24. The method of claim 23, wherein the arginase protein comprises a polypeptide having SEQ ID NO: 101, SEQ ID NO: 102, SEQ ID NO: 103, or SEQ ID NO: 104.

25. The method of claim 22, wherein the arginase protein, arginine deiminase protein, or arginine decarboxylase protein further comprises an albumin binding domain Or human serum albumin, or a human IgG Fc domain.

26. The method of claim 25, wherein the arginine catabolic enzyme is a fusion protein comprising an ABD polypeptide and an arginase polypeptide; an ABD polypeptide and an arginine deiminase polypeptide; or an ABD polypeptide and an arginine decarboxylase polypeptide.

27. The method of claim 26, wherein the arginine catabolic enzyme is the fusion protein of claim 1.

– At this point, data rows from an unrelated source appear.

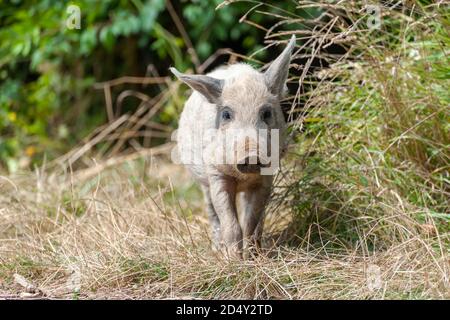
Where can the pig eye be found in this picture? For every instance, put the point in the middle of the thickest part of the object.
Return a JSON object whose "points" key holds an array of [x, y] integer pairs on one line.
{"points": [[266, 115], [226, 114]]}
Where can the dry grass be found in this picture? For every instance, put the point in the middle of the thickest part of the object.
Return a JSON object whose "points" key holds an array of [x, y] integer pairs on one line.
{"points": [[126, 234], [360, 209]]}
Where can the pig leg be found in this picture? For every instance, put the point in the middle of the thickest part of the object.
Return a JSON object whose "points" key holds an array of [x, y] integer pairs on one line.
{"points": [[223, 196], [253, 202], [213, 218]]}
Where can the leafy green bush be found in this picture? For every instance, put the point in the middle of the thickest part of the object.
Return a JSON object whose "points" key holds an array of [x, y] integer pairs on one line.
{"points": [[47, 70]]}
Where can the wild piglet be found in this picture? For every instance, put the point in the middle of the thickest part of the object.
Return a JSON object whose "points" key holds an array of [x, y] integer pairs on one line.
{"points": [[231, 135]]}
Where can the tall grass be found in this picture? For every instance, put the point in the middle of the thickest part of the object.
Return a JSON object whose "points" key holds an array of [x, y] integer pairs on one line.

28. The method of claim 27, wherein the arginine catabolic enzyme comprises a polypeptide having at least 98% sequence homology with SEQ ID NO: 49, SEQ ID NO: 50, SEQ ID NO: 51, SEQ ID NO: 52, SEQ ID NO: 53, SEQ ID NO: 54, SEQ ID NO: 55, SEQ ID NO: 56, SEQ ID NO: 75, or SEQ ID NO: 76.

29. A method of treating at least one condition selected from the group consisting of viral infections, multiple sclerosis, rheumatoid arthritis, autoimmune diseases, congenital hyperargininemia, graft-versus-host disease (GvHD) and inflammation in a subject in need thereof comprising the step of administering a therapeutically effective amount of a fusion protein of claim 1 to the subject.